Ministers have previously said that replacing bursaries with loans will free up around £800 million a year, create extra nursing posts by 2020 and help students from all backgrounds take up the role.

Latest Ucas figures show that by January 15 - the main deadline to apply for university degrees starting this autumn - 33,810 people in England had applied for nursing-related courses, including midwifery, down 9,990 (23%) from 43,800 at the same point last year.

It is not yet known whether this drop will translate into fewer people starting nursing degrees.

Last year, around 28,890 people in total were actually recruited on to nursing-related courses, and the vast majority of these would have been UK students.

Most applicants for nursing courses are over 19, and English applicants from this age range fell this year, Ucas said.

In general, there was a drop in applications from older students, and this may have had an impact.

English 18-year-old nursing applicants fell by 10%, the figures show.

Janet Davies (pictured), chief executive and general secretary at the Royal College of Nursing, said: "We warned the Government the removal of student funding would see a sharp drop in nursing applications.

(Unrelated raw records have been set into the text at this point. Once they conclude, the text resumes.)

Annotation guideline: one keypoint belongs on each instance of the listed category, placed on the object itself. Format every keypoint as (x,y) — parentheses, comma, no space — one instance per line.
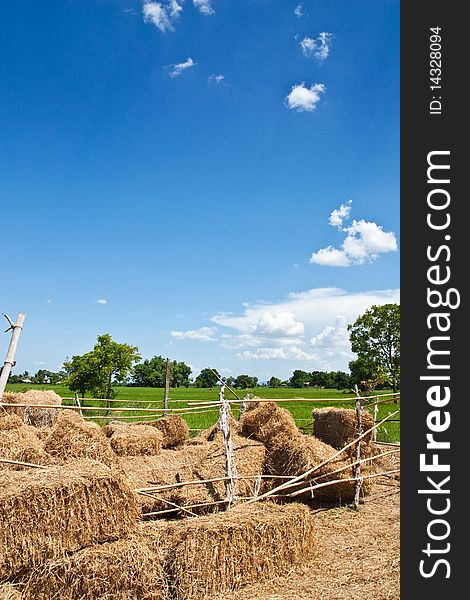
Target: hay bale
(72,437)
(226,551)
(337,427)
(263,421)
(129,440)
(19,442)
(123,570)
(44,513)
(9,592)
(192,462)
(174,429)
(39,417)
(287,455)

These figures confirm our worst fears.

"The nursing workforce is in crisis and if fewer nurses graduate in 2020, it will exacerbate what is already an unsustainable situation.

"The outlook is bleak - fewer EU nurses are coming to work in the UK following the Brexit vote, and by 2020 nearly half the workforce will be eligible for retirement.

"With 24,000 nursing vacancies in the UK, the Government needs to take immediate action to encourage more applicants by reinstating student funding and investing in student education.

"The future of nursing, and the NHS, is in jeopardy."

A Department of Health spokeswoman said: "Student contributions to university costs have changed on three previous occasions, and every time there has been an immediate dip in application rates followed by a steady rise.

"We are confident nursing courses will follow a similar trend and are certain we will have all the student nurses the NHS needs by September."